Saudi Arabia narrowly beat Russia to hold onto the title of the single largest oil supplier to the world’s biggest oil importer, China, in 2020, according to Chinese government data.

For most of last year, Saudi Arabia—the largest oil exporter in the world—and its key partner in the OPEC+ deal, Russia, were head-to-head in a very close race for the top spot as the biggest crude oil supplier to China.

In the end, Saudi Arabia edged past Russia, shipping on average 1.69 million barrels per day (bpd) of oil to China, according to data from China’s General Administration of Customs cited by Reuters.

Saudi oil exports to China grew by 1.9 percent year over year in 2020.

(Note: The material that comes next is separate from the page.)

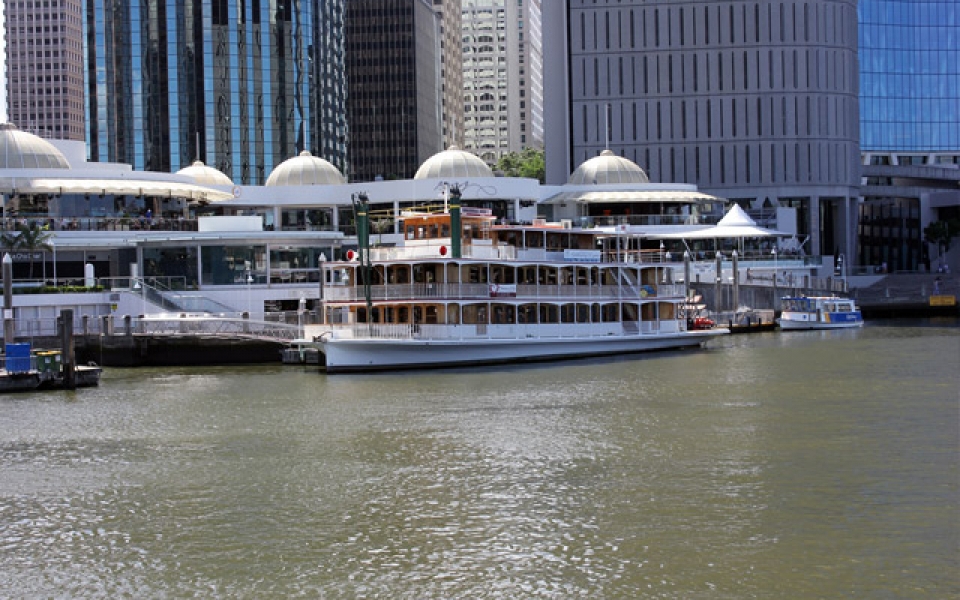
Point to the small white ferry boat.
(819, 312)
(495, 294)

Russia’s exports saw larger growth last year than the rise in Saudi exports, 7.6 percent compared to 2019. Yet, the total average volume of Russian oil sales to China stood at 1.67 million bpd, just around 20,000 bpd on average lower than the Saudi shipments, according to Reuters estimates of the Chinese customs data in tons.

This means that Saudi Arabia was the top supplier to China for a second year in a row, after clinching the top spot from Russia in 2019. In that year, Saudi Arabia significantly raised its crude sales to the world’s largest oil importer, boosting its exports to China by 47 percent and beating Russia for the top Chinese supplier spot for the first time in four years.

In 2020, Iraq was the third-biggest supplier of crude oil to China, while Brazil was fourth, capitalizing on the buying binge of Chinese refiners in the spring and summer when oil prices were at multi-year lows.

Also of note in 2020, China more than tripled its crude oil imports from the United States to 394,000 bpd, after refiners accelerated U.S. crude purchases in the latter part of the year as part of the U.S.-China trade deal. Despite the higher U.S. crude oil shipments, China’s total purchases of American energy products were just 38.7 percent of the US$25.3 billion target in the deal, according to Reuters estimates.